1. Field of the Invention
This invention relates to polyarylene-thioether fibers having certain physical properties of exceptionally excellent (high) values (herein referred to as high-quality fibers) and a method for continuously producing these fibers. More particularly, it relates to high-quality fibers having properties which heretofore have not been mutually compatible and consisting essentially of a linear polyarylene-thioether having a melt viscosity of 5,300 to 20,000 poise (at 310.degree. C. and a shear velocity of 200 second.sup.-1) and relates well to a method for continuously producing these high-quality fibers without breaking and fluffing.
2. Prior Art
It has been expected that a polyarylene-thioether, and especially polyphenylene-thioether, can be processed into heat-resistant fibers having excellent properties, because they are highly crystalline thermoplastic polymers having thermal resistance. For example, methods for producing such fibers are disclosed in Japanese Patent Publication No. 30609/1977 and, Japanese Laid-open Patent Application Nos. 143518/1982 and 31112/1983.
These methods, however, use as starting materials a polymer having a relatively low melt viscosity, a nonlinear polymer produced by high-temperature curing, or a non-linear polymer produced with a crosslinking agent in the course of polymerization. The unsatisfactory properties of fibers and the like observed in the case of a polymer having low melt viscosity may have been solved by the use of the latter non-linear polymer. Such nonlinear polymers, however, have poor spinnability and stretchability and suffer from breaking and fluffing in the course of continuous melt spinning and continuous stretching. Thus, it has been very difficult to industrially produce stretched filaments.

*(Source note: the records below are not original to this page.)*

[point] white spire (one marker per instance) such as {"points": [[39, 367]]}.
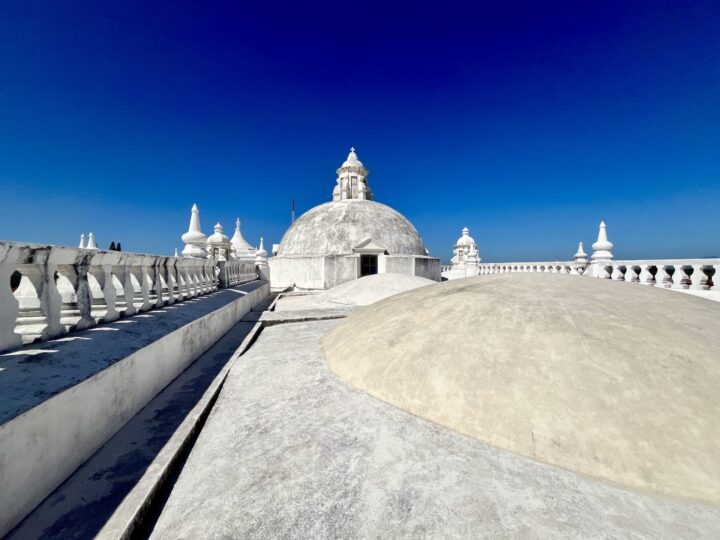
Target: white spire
{"points": [[352, 180], [580, 256], [239, 244], [602, 247], [261, 250], [352, 160], [580, 252], [91, 242], [194, 238]]}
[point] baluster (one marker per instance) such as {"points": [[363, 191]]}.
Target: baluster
{"points": [[197, 280], [104, 306], [699, 280], [142, 296], [156, 270], [680, 278], [151, 276], [174, 293], [42, 318], [126, 305], [646, 277], [631, 274], [9, 305], [75, 290], [662, 277], [188, 278], [210, 269]]}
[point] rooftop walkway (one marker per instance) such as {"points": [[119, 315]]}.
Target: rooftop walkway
{"points": [[290, 451], [119, 478]]}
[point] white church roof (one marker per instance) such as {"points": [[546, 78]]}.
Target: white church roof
{"points": [[335, 228]]}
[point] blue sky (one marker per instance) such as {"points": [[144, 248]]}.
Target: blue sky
{"points": [[526, 121]]}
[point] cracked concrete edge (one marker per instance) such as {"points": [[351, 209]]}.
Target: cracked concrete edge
{"points": [[133, 511]]}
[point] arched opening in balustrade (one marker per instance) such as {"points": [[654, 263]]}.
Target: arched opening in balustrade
{"points": [[31, 320], [120, 303], [69, 310], [137, 292], [98, 307], [165, 288]]}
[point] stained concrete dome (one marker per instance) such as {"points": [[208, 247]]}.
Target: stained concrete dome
{"points": [[335, 228], [604, 378]]}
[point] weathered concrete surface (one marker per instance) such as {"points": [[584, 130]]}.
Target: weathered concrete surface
{"points": [[605, 378], [358, 292], [335, 228], [290, 451], [62, 400], [120, 477], [270, 318]]}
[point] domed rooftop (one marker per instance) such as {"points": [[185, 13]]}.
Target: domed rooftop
{"points": [[218, 237], [352, 160], [600, 377], [335, 228], [465, 239]]}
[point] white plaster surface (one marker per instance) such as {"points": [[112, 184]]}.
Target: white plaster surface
{"points": [[358, 292], [290, 451], [335, 228], [63, 399], [605, 378]]}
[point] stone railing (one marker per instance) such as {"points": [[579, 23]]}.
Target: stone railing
{"points": [[693, 274], [48, 291], [553, 267]]}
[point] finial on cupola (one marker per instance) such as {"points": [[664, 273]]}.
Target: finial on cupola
{"points": [[91, 242], [602, 247]]}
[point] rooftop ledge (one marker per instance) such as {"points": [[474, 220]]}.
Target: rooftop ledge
{"points": [[37, 372]]}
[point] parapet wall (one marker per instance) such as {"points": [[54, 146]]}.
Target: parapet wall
{"points": [[65, 398]]}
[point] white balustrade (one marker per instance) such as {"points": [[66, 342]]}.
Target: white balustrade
{"points": [[47, 291], [682, 274]]}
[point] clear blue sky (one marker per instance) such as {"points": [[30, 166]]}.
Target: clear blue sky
{"points": [[527, 122]]}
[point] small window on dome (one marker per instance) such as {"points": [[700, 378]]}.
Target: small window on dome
{"points": [[368, 265]]}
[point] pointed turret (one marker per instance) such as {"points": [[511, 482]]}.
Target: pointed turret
{"points": [[602, 247], [352, 180], [262, 266], [91, 242], [580, 256], [194, 238], [241, 247]]}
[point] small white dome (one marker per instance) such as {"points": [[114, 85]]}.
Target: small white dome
{"points": [[352, 160], [465, 239], [218, 237], [334, 228]]}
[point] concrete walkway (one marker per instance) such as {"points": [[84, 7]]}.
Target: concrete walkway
{"points": [[119, 477], [290, 451]]}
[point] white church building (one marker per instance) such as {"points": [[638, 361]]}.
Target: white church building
{"points": [[350, 237]]}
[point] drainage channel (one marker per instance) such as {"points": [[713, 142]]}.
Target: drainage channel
{"points": [[145, 520]]}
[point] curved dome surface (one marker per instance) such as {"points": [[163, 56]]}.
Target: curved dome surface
{"points": [[334, 228], [604, 378]]}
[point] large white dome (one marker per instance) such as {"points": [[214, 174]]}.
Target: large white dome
{"points": [[336, 227], [600, 377]]}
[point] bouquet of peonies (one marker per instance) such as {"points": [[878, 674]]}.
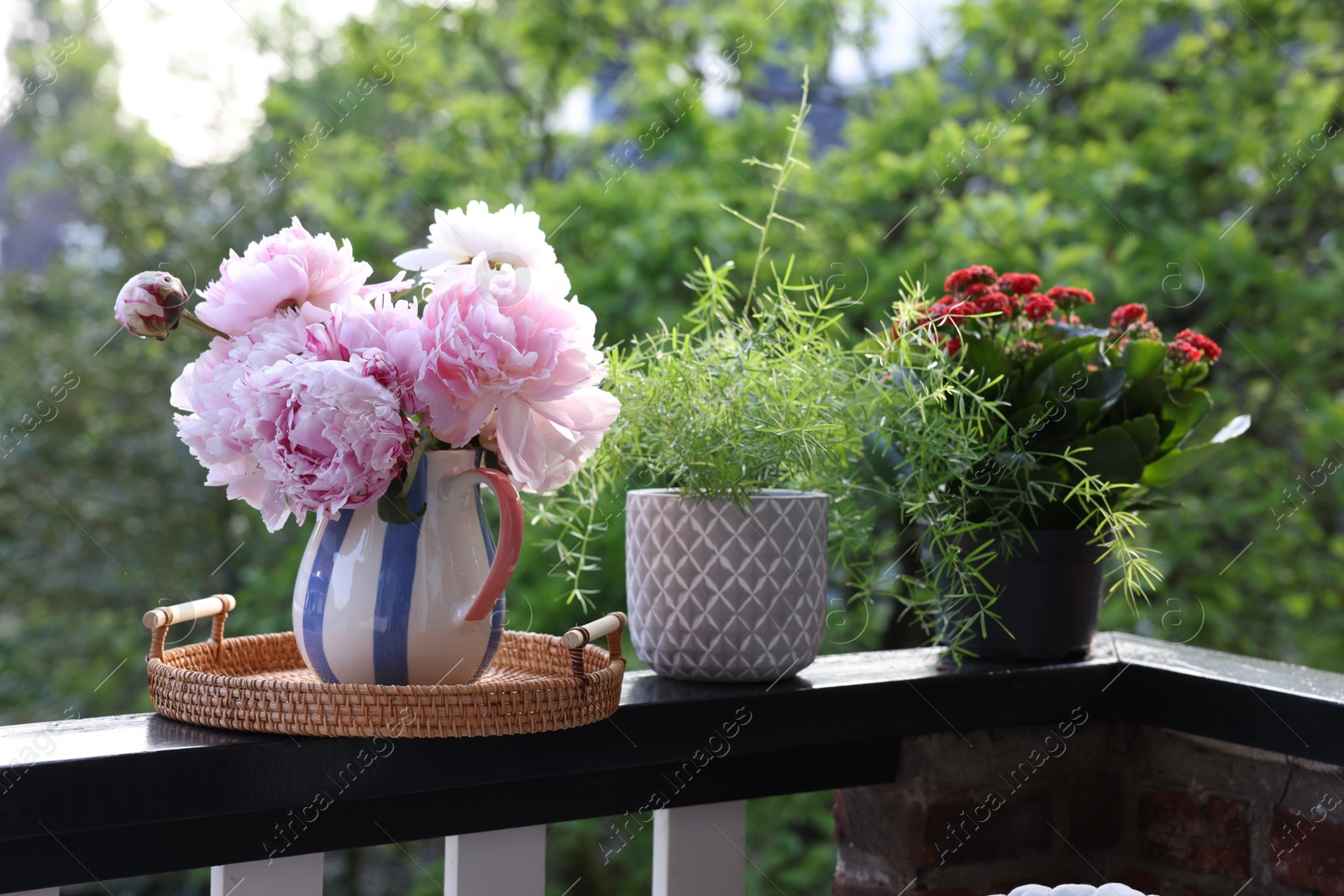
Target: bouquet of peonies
{"points": [[320, 390], [1116, 403]]}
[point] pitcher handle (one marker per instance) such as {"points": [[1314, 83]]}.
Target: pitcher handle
{"points": [[511, 539]]}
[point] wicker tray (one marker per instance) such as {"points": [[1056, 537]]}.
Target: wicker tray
{"points": [[260, 683]]}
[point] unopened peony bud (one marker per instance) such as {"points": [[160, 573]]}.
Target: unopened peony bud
{"points": [[151, 304]]}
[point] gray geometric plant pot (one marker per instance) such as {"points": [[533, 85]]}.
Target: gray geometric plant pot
{"points": [[719, 595]]}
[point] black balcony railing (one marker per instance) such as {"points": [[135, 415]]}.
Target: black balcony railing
{"points": [[121, 795]]}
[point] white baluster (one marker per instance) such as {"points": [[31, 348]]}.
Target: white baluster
{"points": [[701, 851], [289, 876], [496, 862]]}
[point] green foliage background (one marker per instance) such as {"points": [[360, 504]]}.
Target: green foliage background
{"points": [[1171, 152]]}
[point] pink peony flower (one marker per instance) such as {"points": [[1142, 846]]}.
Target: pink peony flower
{"points": [[213, 427], [390, 338], [286, 270], [542, 454], [151, 304], [327, 434], [524, 362], [511, 239]]}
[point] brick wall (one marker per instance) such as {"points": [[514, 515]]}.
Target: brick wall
{"points": [[1088, 801]]}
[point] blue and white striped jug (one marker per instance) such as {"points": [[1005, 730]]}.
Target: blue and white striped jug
{"points": [[414, 604]]}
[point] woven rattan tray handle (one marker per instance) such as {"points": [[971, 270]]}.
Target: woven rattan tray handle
{"points": [[612, 625], [160, 618]]}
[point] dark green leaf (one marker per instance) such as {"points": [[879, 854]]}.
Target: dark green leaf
{"points": [[1113, 456], [1178, 464], [1180, 411], [1144, 432], [1142, 358]]}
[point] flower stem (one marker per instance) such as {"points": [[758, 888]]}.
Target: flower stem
{"points": [[192, 320]]}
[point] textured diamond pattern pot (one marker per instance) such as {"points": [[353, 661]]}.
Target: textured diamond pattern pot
{"points": [[717, 594]]}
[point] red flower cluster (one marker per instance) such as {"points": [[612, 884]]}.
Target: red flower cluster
{"points": [[1072, 296], [1019, 284], [1194, 347], [1039, 307], [958, 280], [1128, 315], [978, 296]]}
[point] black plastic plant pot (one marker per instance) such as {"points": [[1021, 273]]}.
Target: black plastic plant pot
{"points": [[1048, 598]]}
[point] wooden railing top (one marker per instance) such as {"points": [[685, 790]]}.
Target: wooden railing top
{"points": [[120, 795]]}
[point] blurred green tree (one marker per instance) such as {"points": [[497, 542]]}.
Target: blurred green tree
{"points": [[1179, 154]]}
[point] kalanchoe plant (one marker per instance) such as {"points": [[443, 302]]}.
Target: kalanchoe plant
{"points": [[1092, 418]]}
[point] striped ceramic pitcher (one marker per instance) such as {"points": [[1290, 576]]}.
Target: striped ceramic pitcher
{"points": [[414, 604]]}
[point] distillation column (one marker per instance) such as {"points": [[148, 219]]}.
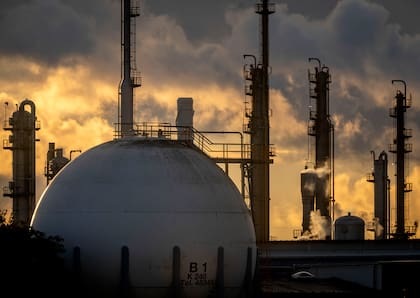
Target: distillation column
{"points": [[321, 128], [258, 128], [381, 195], [23, 125], [400, 148]]}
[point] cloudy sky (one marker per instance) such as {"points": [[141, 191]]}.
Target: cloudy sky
{"points": [[65, 56]]}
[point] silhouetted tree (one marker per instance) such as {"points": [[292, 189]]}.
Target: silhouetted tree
{"points": [[30, 261]]}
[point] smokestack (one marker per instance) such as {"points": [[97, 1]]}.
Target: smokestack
{"points": [[129, 79]]}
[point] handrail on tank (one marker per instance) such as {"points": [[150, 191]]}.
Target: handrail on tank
{"points": [[198, 138]]}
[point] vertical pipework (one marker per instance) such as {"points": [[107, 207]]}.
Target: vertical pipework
{"points": [[400, 148], [23, 125], [322, 129], [126, 84], [260, 141], [381, 204]]}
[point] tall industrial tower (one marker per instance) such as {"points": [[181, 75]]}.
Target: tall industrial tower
{"points": [[381, 195], [130, 77], [23, 125], [321, 128], [401, 148], [258, 127]]}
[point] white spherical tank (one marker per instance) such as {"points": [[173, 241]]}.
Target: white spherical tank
{"points": [[150, 195], [349, 227]]}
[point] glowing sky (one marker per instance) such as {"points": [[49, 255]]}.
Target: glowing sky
{"points": [[65, 56]]}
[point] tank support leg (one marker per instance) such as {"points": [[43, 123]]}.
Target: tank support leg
{"points": [[125, 272], [248, 286], [77, 268], [176, 272], [220, 273]]}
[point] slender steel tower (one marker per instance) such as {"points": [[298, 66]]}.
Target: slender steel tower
{"points": [[258, 170], [401, 148], [381, 194], [321, 128], [23, 125], [130, 77]]}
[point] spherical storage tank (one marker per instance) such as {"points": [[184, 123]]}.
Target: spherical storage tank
{"points": [[349, 227], [159, 210]]}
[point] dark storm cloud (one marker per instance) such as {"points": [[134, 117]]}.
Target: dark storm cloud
{"points": [[364, 49], [49, 30], [203, 21]]}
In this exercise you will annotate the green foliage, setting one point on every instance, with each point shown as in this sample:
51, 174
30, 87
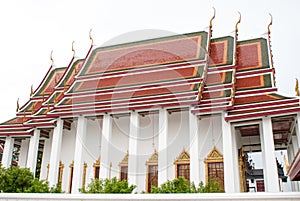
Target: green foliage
211, 187
181, 185
20, 180
108, 186
178, 185
56, 188
15, 180
38, 186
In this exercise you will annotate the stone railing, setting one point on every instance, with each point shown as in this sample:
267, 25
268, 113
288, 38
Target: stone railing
124, 197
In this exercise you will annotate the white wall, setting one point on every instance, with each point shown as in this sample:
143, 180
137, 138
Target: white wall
91, 151
178, 138
210, 135
46, 157
67, 154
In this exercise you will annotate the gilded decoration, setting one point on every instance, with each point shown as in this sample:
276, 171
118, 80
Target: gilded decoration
124, 165
182, 159
71, 166
152, 171
96, 166
213, 157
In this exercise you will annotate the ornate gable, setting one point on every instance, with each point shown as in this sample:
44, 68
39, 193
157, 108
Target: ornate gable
214, 156
183, 157
124, 161
153, 160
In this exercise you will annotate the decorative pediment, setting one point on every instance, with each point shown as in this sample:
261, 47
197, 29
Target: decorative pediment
214, 156
97, 163
124, 161
153, 160
183, 157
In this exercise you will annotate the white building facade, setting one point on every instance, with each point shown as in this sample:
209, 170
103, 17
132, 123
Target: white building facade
150, 111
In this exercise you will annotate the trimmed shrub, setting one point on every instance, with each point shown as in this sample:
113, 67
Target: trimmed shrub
108, 186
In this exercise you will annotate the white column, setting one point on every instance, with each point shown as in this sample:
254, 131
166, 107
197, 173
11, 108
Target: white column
298, 130
46, 157
162, 146
33, 151
268, 155
7, 152
235, 157
133, 149
78, 155
55, 153
194, 148
229, 174
23, 153
105, 144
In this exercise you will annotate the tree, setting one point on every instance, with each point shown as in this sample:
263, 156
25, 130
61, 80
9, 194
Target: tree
181, 185
108, 186
15, 179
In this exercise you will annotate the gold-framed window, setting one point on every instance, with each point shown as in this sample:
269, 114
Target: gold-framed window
84, 175
152, 171
71, 166
96, 166
60, 171
214, 167
124, 168
182, 165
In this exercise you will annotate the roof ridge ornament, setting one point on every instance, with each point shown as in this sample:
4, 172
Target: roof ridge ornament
297, 88
211, 20
73, 50
271, 23
270, 50
51, 58
31, 90
18, 106
236, 25
91, 37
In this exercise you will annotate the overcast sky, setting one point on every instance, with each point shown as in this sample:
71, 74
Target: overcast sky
30, 29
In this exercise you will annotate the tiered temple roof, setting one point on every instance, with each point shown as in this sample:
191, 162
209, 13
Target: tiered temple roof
211, 75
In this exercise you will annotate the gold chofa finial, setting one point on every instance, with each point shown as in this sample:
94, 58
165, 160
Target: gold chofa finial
238, 22
31, 90
51, 57
91, 38
213, 17
286, 163
271, 22
297, 88
73, 50
18, 106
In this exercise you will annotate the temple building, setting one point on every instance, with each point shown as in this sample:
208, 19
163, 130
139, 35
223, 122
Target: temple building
149, 111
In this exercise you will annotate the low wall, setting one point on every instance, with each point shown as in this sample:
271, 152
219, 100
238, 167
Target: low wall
192, 197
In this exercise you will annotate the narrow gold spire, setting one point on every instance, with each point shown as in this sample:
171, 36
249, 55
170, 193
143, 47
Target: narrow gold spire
73, 50
18, 106
48, 107
210, 22
51, 58
286, 163
31, 90
91, 38
32, 108
271, 22
297, 88
238, 22
24, 117
55, 99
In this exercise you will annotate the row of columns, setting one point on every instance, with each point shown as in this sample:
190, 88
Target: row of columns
231, 173
27, 159
293, 148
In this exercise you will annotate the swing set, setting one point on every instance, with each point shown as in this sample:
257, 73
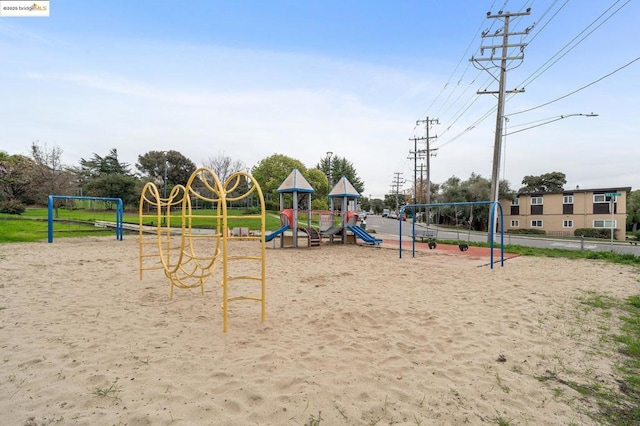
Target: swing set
119, 212
463, 246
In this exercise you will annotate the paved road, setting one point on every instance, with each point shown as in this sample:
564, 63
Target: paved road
391, 227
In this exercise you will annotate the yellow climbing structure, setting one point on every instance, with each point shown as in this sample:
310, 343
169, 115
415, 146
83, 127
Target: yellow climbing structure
188, 255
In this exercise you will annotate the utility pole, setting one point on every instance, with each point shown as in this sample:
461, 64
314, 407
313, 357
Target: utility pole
415, 155
429, 152
397, 182
502, 81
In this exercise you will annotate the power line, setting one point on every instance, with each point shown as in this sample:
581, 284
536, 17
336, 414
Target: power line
581, 88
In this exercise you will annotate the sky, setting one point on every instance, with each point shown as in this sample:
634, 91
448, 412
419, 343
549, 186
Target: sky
251, 78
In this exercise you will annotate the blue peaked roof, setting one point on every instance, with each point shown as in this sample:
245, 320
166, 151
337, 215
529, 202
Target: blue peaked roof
295, 182
344, 189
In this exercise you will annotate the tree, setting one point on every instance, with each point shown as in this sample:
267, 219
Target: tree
341, 167
154, 165
270, 172
16, 173
50, 176
108, 177
224, 166
475, 189
548, 182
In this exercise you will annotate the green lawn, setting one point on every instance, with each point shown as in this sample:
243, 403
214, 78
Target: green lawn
32, 224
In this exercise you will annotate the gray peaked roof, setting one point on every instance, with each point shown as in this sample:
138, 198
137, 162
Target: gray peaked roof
344, 189
295, 182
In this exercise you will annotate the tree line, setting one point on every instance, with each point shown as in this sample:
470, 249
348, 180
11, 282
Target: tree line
30, 179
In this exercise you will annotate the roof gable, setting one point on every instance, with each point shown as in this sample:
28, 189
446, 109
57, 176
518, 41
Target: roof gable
344, 189
295, 182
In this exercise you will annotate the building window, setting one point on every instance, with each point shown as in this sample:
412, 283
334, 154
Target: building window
607, 223
535, 201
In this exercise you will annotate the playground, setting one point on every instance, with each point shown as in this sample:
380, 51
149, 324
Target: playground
353, 335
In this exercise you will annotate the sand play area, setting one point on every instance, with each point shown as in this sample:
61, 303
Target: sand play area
353, 336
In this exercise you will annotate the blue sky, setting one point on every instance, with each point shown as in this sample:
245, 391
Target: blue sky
249, 79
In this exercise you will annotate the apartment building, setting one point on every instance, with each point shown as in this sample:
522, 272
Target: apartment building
561, 213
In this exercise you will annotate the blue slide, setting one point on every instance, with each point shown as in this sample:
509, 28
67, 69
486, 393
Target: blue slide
275, 233
364, 235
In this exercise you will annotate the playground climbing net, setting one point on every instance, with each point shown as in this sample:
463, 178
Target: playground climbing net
187, 254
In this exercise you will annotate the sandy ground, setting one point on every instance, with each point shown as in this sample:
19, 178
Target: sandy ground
353, 336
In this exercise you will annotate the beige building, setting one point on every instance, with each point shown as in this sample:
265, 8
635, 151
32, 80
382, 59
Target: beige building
561, 213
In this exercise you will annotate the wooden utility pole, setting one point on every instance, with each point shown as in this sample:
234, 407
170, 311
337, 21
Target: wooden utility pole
503, 59
429, 152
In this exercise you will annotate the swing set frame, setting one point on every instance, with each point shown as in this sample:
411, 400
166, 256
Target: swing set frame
119, 212
494, 205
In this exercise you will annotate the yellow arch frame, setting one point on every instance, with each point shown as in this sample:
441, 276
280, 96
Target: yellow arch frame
183, 263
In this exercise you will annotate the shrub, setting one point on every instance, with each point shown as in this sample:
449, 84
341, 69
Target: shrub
12, 207
251, 210
522, 231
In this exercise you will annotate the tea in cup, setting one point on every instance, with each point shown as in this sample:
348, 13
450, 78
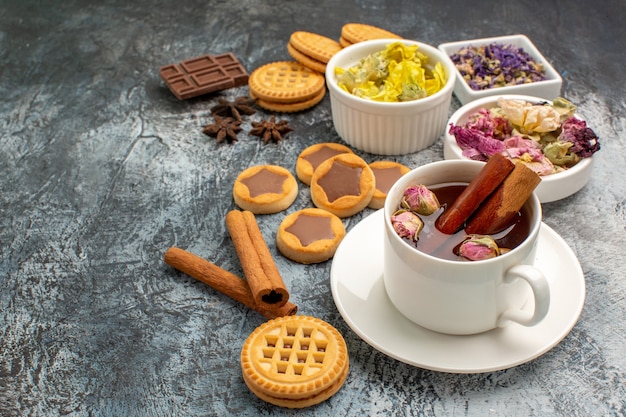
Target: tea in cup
438, 290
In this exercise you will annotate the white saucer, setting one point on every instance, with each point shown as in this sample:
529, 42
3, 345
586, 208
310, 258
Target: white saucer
356, 280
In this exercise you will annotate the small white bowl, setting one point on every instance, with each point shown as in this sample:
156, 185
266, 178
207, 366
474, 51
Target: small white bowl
552, 187
549, 88
388, 128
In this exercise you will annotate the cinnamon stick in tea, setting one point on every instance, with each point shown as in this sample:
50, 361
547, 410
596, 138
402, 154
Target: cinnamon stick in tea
497, 168
500, 209
223, 281
263, 277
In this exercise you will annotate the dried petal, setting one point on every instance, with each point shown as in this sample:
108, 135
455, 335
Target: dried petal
420, 199
479, 247
407, 224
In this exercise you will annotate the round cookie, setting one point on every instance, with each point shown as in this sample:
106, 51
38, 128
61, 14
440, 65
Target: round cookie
359, 32
310, 235
285, 82
291, 107
344, 42
317, 47
306, 60
265, 189
386, 174
343, 185
310, 158
294, 361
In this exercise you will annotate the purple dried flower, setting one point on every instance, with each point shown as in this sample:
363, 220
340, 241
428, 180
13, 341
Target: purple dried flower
473, 138
420, 199
478, 248
584, 141
496, 65
407, 224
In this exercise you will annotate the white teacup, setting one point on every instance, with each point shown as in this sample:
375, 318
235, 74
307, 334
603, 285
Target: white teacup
462, 297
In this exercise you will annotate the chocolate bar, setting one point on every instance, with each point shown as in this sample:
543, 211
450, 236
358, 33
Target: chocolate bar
204, 74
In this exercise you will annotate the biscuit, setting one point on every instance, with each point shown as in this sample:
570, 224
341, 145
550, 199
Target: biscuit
306, 60
310, 235
343, 185
294, 361
386, 174
344, 42
359, 32
285, 82
318, 47
293, 106
265, 189
310, 158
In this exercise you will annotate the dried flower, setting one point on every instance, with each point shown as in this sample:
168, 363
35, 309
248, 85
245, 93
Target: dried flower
546, 137
478, 248
496, 65
407, 224
584, 141
420, 199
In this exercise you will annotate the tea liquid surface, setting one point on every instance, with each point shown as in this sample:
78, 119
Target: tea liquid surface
441, 245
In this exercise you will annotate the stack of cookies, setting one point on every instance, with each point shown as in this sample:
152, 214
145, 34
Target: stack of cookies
312, 50
295, 361
352, 33
286, 86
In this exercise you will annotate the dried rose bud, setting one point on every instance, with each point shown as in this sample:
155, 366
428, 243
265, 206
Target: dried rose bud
407, 224
420, 199
479, 247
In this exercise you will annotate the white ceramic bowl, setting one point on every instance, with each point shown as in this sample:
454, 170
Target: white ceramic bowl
552, 187
549, 88
388, 128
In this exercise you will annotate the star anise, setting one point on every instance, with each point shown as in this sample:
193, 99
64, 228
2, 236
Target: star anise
270, 130
224, 129
235, 109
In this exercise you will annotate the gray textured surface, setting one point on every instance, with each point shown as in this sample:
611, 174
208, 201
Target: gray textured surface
102, 170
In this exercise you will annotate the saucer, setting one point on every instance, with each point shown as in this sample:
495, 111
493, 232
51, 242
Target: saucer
356, 280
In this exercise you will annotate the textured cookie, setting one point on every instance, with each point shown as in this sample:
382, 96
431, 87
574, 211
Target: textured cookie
294, 106
359, 32
343, 185
386, 174
306, 60
265, 189
285, 82
311, 157
294, 361
310, 235
344, 42
315, 46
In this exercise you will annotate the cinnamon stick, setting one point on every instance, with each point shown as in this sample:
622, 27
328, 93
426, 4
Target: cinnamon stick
500, 209
223, 281
497, 168
263, 277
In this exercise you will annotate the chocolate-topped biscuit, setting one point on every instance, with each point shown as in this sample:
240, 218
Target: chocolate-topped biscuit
386, 174
265, 189
311, 157
310, 235
343, 185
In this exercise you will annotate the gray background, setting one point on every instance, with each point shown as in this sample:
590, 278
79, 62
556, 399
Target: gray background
102, 169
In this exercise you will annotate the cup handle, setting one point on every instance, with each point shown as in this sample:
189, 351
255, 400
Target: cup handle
541, 293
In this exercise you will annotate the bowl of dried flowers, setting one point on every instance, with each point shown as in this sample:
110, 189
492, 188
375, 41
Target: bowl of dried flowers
501, 65
547, 135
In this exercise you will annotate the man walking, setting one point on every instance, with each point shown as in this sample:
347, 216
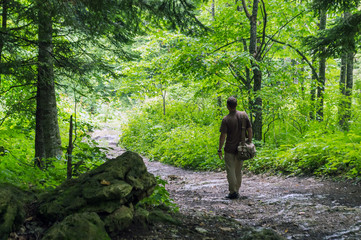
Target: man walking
231, 133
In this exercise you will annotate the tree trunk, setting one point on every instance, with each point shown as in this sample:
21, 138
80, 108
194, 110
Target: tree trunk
346, 85
47, 136
322, 74
257, 74
4, 17
341, 107
69, 151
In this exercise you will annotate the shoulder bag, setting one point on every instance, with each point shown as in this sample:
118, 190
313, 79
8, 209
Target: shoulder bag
245, 150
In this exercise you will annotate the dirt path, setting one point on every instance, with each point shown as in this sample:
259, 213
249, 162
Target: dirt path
297, 208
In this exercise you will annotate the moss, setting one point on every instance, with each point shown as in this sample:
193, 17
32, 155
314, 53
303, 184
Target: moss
12, 212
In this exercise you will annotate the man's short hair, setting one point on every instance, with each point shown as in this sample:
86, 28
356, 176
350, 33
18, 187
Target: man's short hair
232, 102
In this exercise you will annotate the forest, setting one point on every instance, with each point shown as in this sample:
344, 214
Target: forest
161, 72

On the other hand, a linear polymer which is not crosslinked with the high-temperature crosslinking or crosslinking polymerization has lacked satisfactorily high melt viscosity. Such linear polymers have excellent spinnability and stretchability but have unsatisfactory fiber properties, have bad melt-breaking resistance, and suffer from melt breaking and fluffing in the course of continuous melt spinning and subsequent continuous heat setting. Thus, it has been also difficult to industrially produce stretched heat-set fibers and to obtain fibers having excellent mechanical properties and thermal resistance.